Left the docks on 5/23 at 1pm for a shakedown cruise to the edge/nip. Boat ran well, and we nabbed a couple hoos..biggest was around 45lb. Good first trip of the season.

Decided to make an overnighter Thursday and Friday, 5/24-25.

Headed out to the dumping grounds with Marlana. It was just the two of us, and we had a great time. We enjoyed fishing beside Bodacious and Miss Scarlet, both of whom caught some amazing fish...congrats guys and gals.

The fishing was excellent, and the water was perfect. We managed a limit of wahoo and a dozen mahi. We lost a big fish swording that night, and lost a couple whites the next morning at the nipple...rubber hooks got us again.

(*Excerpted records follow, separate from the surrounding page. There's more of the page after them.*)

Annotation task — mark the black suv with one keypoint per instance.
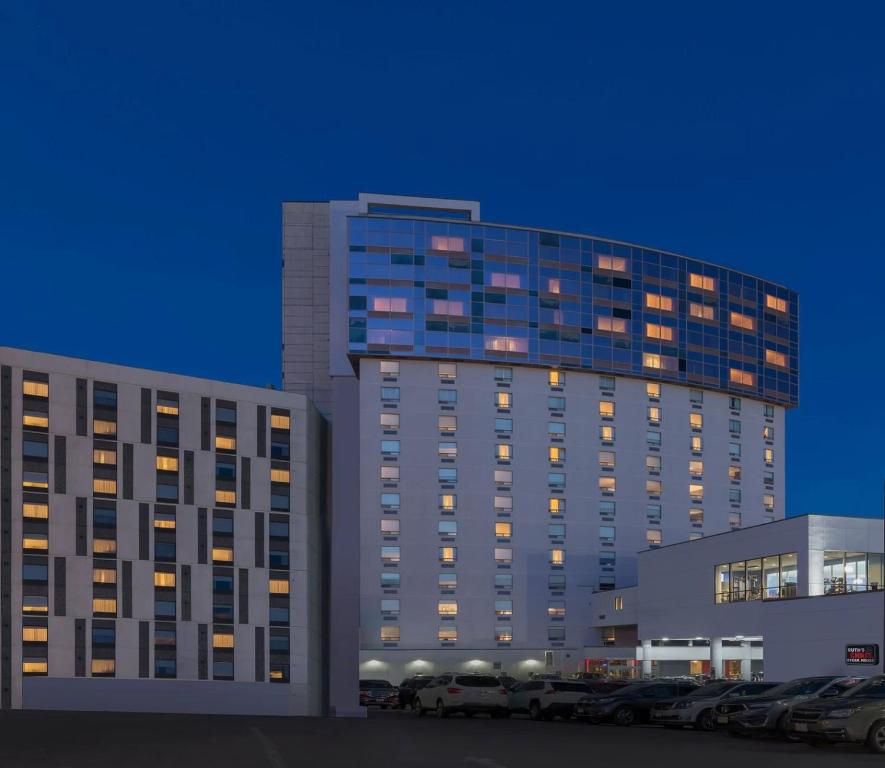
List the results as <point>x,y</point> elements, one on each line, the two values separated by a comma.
<point>631,703</point>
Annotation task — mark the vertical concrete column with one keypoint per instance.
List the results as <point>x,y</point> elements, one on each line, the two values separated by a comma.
<point>716,667</point>
<point>646,658</point>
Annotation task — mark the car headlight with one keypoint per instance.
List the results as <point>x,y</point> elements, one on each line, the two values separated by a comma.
<point>846,712</point>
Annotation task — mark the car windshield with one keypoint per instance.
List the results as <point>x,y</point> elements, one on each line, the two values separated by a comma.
<point>801,687</point>
<point>869,689</point>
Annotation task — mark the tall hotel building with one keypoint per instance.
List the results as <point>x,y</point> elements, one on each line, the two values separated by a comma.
<point>161,542</point>
<point>515,413</point>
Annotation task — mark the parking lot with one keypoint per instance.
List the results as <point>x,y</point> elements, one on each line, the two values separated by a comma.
<point>390,739</point>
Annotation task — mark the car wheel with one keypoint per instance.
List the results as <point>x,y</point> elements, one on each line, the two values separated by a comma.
<point>705,721</point>
<point>876,737</point>
<point>624,716</point>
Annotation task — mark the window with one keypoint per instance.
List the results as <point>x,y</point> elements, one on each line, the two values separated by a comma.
<point>390,394</point>
<point>744,378</point>
<point>773,302</point>
<point>503,555</point>
<point>655,331</point>
<point>503,374</point>
<point>701,281</point>
<point>702,311</point>
<point>448,554</point>
<point>745,322</point>
<point>657,301</point>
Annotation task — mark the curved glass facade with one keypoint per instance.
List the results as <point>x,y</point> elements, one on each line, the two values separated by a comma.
<point>471,291</point>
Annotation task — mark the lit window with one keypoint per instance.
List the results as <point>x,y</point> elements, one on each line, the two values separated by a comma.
<point>163,579</point>
<point>744,378</point>
<point>105,487</point>
<point>611,324</point>
<point>104,576</point>
<point>773,302</point>
<point>701,281</point>
<point>655,331</point>
<point>656,301</point>
<point>35,388</point>
<point>104,605</point>
<point>164,463</point>
<point>503,555</point>
<point>739,320</point>
<point>35,511</point>
<point>222,555</point>
<point>442,243</point>
<point>447,608</point>
<point>614,263</point>
<point>702,311</point>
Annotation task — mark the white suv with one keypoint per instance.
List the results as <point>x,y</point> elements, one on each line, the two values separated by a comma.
<point>544,699</point>
<point>467,693</point>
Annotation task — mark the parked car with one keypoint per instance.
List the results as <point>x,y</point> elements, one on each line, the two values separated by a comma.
<point>380,692</point>
<point>855,716</point>
<point>766,714</point>
<point>546,699</point>
<point>408,688</point>
<point>631,703</point>
<point>696,708</point>
<point>467,693</point>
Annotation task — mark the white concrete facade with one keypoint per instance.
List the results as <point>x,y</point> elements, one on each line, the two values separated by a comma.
<point>158,640</point>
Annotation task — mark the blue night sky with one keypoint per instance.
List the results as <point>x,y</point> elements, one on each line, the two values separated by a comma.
<point>146,149</point>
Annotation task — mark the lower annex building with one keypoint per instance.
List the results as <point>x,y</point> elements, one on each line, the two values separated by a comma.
<point>161,541</point>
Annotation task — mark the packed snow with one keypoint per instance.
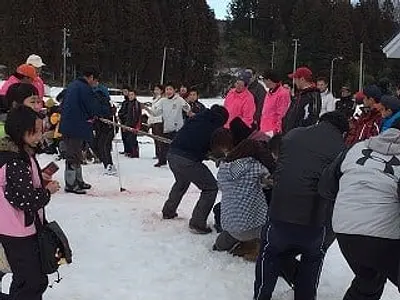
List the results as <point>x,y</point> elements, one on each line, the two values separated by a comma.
<point>124,250</point>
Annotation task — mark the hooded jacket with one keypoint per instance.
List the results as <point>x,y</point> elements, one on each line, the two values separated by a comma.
<point>243,203</point>
<point>171,112</point>
<point>22,195</point>
<point>78,108</point>
<point>193,140</point>
<point>276,105</point>
<point>302,159</point>
<point>240,105</point>
<point>366,180</point>
<point>304,110</point>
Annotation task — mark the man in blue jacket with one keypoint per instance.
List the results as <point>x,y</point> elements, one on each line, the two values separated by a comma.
<point>78,110</point>
<point>187,152</point>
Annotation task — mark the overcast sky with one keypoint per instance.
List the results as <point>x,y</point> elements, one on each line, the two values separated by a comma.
<point>220,7</point>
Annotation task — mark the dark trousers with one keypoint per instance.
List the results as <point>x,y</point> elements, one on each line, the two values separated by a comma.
<point>124,142</point>
<point>132,144</point>
<point>164,148</point>
<point>281,241</point>
<point>186,172</point>
<point>28,282</point>
<point>73,162</point>
<point>157,129</point>
<point>373,261</point>
<point>104,140</point>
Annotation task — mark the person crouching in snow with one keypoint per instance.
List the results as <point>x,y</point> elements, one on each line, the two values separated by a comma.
<point>243,203</point>
<point>22,201</point>
<point>132,119</point>
<point>186,155</point>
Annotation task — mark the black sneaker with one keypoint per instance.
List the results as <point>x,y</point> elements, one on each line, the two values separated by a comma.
<point>84,186</point>
<point>75,190</point>
<point>169,216</point>
<point>199,230</point>
<point>159,165</point>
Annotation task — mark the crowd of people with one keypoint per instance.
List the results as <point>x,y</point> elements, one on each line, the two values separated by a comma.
<point>294,173</point>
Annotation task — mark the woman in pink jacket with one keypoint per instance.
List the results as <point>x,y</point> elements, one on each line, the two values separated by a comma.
<point>276,105</point>
<point>240,101</point>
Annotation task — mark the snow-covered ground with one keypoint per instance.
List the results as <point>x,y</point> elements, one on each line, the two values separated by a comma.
<point>124,250</point>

Looking forward to next trip. Tight Lines.

Dave


----------



## k-p (Oct 7, 2009)

Sounds like a great trip, thanks for the report. We tried it twice just a week previous and couldn't escape the grass but I was figuring it would be good whenever it formed.


----------



## Downtime2 (Sep 27, 2007)

We had a big ol' time too Dave. I wish our window shopper we had woulda bit though....


----------



## Xiphius (Oct 10, 2007)

Bluewater Beatdown... are you guys practicing for some extreme minimal crew Olympic sportfishing category?


----------



## DISANTO (Oct 1, 2007)

Xiphius said:


> Bluewater Beatdown... are you guys practicing for some extreme minimal crew Olympic sportfishing category?

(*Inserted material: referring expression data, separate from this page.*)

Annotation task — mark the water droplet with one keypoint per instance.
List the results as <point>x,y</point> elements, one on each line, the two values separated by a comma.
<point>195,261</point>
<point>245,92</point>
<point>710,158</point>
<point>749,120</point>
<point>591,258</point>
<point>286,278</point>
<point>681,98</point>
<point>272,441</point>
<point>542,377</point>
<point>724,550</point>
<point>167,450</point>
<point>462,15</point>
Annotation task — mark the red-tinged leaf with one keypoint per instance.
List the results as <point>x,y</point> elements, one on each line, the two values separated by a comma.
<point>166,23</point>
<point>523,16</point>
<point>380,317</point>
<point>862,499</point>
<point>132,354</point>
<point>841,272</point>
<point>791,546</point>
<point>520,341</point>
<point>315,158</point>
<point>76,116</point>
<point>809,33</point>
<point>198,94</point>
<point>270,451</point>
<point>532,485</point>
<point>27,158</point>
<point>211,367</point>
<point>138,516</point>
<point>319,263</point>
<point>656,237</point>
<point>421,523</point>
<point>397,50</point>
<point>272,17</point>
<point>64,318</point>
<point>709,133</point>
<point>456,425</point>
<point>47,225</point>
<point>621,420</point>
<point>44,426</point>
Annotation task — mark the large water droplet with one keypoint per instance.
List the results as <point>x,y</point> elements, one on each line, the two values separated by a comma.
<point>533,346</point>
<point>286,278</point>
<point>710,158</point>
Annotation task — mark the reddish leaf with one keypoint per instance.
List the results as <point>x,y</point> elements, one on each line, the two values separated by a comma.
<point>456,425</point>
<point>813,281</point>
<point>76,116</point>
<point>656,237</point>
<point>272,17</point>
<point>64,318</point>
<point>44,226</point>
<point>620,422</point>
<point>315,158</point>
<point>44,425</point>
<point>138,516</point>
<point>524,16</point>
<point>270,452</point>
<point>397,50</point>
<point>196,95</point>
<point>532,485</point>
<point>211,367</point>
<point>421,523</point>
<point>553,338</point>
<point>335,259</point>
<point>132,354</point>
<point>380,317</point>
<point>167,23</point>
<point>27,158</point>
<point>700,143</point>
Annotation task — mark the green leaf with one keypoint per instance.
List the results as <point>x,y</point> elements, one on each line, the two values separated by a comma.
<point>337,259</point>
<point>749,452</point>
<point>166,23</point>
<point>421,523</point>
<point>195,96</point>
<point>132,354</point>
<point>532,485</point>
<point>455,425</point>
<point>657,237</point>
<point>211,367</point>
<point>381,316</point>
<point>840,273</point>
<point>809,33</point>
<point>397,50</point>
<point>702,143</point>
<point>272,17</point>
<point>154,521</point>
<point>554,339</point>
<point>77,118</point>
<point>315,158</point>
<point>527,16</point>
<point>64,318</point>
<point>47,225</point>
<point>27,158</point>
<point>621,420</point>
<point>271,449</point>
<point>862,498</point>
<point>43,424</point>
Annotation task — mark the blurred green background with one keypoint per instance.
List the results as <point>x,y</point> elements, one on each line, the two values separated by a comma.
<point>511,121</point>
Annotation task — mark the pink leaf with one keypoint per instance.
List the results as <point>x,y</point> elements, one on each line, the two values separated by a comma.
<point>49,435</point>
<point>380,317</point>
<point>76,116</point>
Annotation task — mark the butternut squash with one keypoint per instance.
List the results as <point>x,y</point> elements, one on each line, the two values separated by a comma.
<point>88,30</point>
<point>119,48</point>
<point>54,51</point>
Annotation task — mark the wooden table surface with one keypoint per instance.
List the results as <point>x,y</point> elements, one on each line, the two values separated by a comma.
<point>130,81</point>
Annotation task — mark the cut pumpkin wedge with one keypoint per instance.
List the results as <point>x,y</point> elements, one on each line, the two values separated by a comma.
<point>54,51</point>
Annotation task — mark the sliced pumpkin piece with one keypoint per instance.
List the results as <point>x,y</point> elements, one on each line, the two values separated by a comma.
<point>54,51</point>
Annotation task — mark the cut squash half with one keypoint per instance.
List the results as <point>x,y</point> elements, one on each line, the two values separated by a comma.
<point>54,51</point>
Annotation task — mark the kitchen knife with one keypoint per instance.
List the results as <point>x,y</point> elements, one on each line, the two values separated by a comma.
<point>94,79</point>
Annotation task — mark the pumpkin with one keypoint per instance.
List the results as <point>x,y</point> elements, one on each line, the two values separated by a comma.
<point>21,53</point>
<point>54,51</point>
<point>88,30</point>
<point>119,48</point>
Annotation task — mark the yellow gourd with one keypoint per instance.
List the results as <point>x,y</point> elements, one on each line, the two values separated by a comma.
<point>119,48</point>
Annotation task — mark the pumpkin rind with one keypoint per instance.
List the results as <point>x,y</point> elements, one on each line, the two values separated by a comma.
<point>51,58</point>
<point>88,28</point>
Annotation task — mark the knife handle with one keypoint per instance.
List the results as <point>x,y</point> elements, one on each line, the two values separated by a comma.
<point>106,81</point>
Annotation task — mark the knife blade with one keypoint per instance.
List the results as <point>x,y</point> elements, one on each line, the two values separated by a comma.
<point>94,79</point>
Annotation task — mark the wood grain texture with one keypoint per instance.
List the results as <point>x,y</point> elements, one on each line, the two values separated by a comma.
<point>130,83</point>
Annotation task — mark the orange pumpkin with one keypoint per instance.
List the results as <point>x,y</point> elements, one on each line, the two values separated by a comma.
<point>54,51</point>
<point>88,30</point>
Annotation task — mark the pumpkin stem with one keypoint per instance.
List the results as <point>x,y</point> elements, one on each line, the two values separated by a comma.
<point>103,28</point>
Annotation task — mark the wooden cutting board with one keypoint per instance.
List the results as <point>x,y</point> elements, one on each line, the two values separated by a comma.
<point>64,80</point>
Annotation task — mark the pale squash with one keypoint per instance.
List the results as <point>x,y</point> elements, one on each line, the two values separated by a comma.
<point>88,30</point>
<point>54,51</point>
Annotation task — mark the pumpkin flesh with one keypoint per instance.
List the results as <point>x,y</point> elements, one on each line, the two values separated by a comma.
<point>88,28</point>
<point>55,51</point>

HAHA...not at all, Craig. It just seems our favorite crew's schedules don't seem to coordinate. Let me know when you're ready to go!! 

Fortunately, Marlana can run the pit herself now, and I can stay up in the tower barking orders. That never went over well with the rest of the guys..lol.


----------



## Caspr21 (Oct 4, 2007)

^^^^^^ this man speaks the truth! Congrats on an awesome trip. Hope we can get after it soon!


----------